Он снимает с себя нательную рубаху, изрядно пропитанную потом и дымом костра, и засовывает ее под ветки, поближе к мясу.
– Зачем оставляешь? – удивился я.
– Эко не знаешь. По крику ворона медведь легко нашу добычу найдет, а понюхает и подумает, что тут человек лежит, удирать будет. Понял?
Перед тем как тронуться в обратный путь, Улукиткан сделал затес на ели, под которой еще догорал костер, вбил гильзу в обнаженную древесину и сложил у корней кости.
– Когда-нибудь люди придут сюда, увидят гильзу, кости, догадаются, что тут была удача охотника, – пояснил он, не дожидаясь моего вопроса.
Лыжи бесшумно скользят по мягкой перенове. Старик шагает легко, сегодня он по-праздничному сыт и весел. Хороший костер, сладкий отварной язык сокжоя вперемежку с горячей мякотью, теплая постель под шкурой только что убитого зверя – не часто бывает в тайге такая праздничная ночь. Может, о многом напоминала она старику, о многом он передумал, сидя у костра. Вся эта обстановка как-то омолодила его.
Солнце не показывается из-за туч. Все больше хмурится небо. Ветерок-баловень отрясает с веток кухту. На отроге мы сворачиваем со вчерашнего следа, идем напрямик к стоянке. Впереди широкий лог, затянутый мелкой чащей и редким лиственничным лесом. Спускаемся на дно. Теплынь. Свеже набродили глухари, настрочили дорожек куропатки, чьи-то перья на ночном соболином следу. А лыжи скользят дальше. Вдруг старик останавливается, топчется на месте, протыкает палкой снег, озабоченно осматривается. Нигде никого не видно, да и под ногами никакого следа.

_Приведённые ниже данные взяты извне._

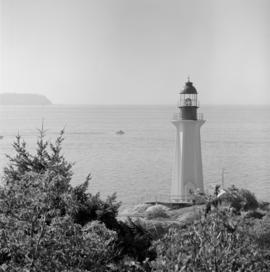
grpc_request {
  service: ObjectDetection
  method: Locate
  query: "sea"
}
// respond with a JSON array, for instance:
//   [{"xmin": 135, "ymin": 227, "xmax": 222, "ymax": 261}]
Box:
[{"xmin": 0, "ymin": 105, "xmax": 270, "ymax": 205}]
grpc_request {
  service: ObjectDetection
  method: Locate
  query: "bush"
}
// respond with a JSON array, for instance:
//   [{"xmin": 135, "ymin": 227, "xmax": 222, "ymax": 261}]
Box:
[
  {"xmin": 0, "ymin": 129, "xmax": 155, "ymax": 272},
  {"xmin": 151, "ymin": 209, "xmax": 270, "ymax": 272},
  {"xmin": 222, "ymin": 186, "xmax": 259, "ymax": 211},
  {"xmin": 146, "ymin": 204, "xmax": 169, "ymax": 219}
]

– Место знакомое, что ли? – спросил я.
– Однако, тут долго кто-то жил, снег, как на таборе, плотный, – ответил старик, сворачивая вправо и с трудом просовывая широкие лыжи сквозь кустарниковую заросль. – Тут тоже крепкий! – удивился он.
Я ничего не могу понять. Зря, думаю, задерживаемся. А Улукиткан осматривается, все что-то ищет.
– Смотри, – говорит он, показывая на дерево.
Я вижу череп сохатого с огромными лопатообразными рогами, положенный в развилку нетолстой лиственницы, на высоте немного, более полутора метров от земли.